Di tengah reruntuhan itu, seorang anak laki-laki duduk memeluk lututnya.
Putih. Semuanya putih. Rambutnya, bajunya, bahkan kulitnya — seolah dunia menggambarnya dengan spidol yang kehabisan tinta.
Namanya Shiro Kagami.
Meskipun ia sendiri tak yakin apakah itu nama aslinya, atau nama yang ia tulis sendiri untuk tetap bertahan.
Di pangkuannya tergeletak sebuah buku. Tua. Tebal. Kulit hitam arang. Tak ada judul di sampul, hanya sebuah simbol: ∞ — tanda tak berujung.
Dan saat buku itu terbuka sendiri, ia tahu siklus telah dimulai lagi.
“Versi ke-1763. Inisiasi ulang struktur realitas.”
“Titik awal: Kehilangan.”
Shiro menggigit bibirnya. Ia tidak terkejut. Ia hanya… lelah.
Pena muncul di tangannya — entah dari mana. Benda itu ringan, tapi dingin. Terbuat dari tulang seekor ular yang tak bisa mati.
Tinta mulai keluar, bukan dari tabung, tapi dari luka di jarinya sendiri.
Ia menulis.
Satu kalimat.
Satu permulaan.
“Biarkan semuanya dimulai… sekali lagi.”
Dan di kejauhan, seekor ular putih membuka matanya.

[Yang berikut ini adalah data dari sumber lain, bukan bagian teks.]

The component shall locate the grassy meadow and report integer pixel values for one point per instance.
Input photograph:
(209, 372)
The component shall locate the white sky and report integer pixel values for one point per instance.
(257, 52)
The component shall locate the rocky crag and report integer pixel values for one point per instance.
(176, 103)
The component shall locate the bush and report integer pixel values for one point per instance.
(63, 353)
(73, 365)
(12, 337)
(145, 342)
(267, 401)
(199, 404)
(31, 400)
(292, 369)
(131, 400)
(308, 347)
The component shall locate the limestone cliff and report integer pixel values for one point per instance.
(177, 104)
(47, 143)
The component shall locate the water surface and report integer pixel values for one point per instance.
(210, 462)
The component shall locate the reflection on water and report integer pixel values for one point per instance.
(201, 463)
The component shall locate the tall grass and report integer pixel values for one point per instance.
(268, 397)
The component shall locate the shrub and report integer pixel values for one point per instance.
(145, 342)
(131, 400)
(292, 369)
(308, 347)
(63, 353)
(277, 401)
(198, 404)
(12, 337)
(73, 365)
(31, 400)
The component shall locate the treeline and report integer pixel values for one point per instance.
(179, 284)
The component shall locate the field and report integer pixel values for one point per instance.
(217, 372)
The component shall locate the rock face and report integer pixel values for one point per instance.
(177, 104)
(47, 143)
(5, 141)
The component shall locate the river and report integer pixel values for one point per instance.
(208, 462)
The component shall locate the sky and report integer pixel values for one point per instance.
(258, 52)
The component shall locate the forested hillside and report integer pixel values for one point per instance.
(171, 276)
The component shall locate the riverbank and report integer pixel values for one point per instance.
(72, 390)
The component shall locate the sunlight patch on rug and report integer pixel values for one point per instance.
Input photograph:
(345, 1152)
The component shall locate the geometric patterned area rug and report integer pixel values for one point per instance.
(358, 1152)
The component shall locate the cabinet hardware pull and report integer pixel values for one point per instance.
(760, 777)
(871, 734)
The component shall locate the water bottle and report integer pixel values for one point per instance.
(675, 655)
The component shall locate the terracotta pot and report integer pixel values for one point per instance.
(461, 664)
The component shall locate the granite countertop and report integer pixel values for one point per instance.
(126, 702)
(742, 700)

Ia tak pernah tidur. Ia hanya menunggu —
untuk memakan dunia yang gagal. Lagi, dan lagi.
Lalu Shiro terbangun.
Tidak ada tempat. Tidak ada waktu. Hanya kekosongan yang membentang seperti halaman kosong.
Ia duduk di kursi kayu goyah, di hadapan meja tua. Buku itu — buku tak berjudul — telah kembali, menunggu untuk dibuka.
Ia mengenalnya. Atau lebih tepatnya, buku itu mengenalnya.
Setiap kali ia membuka halaman pertama, dunia mulai berubah. Tapi hasilnya selalu sama:
Distorsi. Bug. Kehancuran.
Shiro bukan manusia biasa — atau jika pernah, ia sudah lupa rasanya menjadi manusia. Ia kini dikenal sebagai Scripter, penulis dunia. Tapi kuasa itu bukan anugerah.
Itu adalah hukuman.
Tinta di pena mulai menetes lagi — hitam kelam, menyerap cahaya.
Shiro menatap halaman kosong di depannya. Dunia harus ditulis ulang — lagi.
Namun kini, ia mulai curiga.
Mungkin buku ini tidak lagi mencatat kehendaknya.
Mungkin pena ini tidak lagi miliknya.
Dan mungkin, ia bukan penulis cerita ini —
tetapi hanya karakter yang ditulis oleh sesuatu yang lebih besar.
“Apakah aku masih menulis dunia...
atau dunia yang menulisku?”
Ia menarik napas. Meletakkan ujung pena ke kertas.
Sesuatu sedang menunggu. Di balik halaman kosong.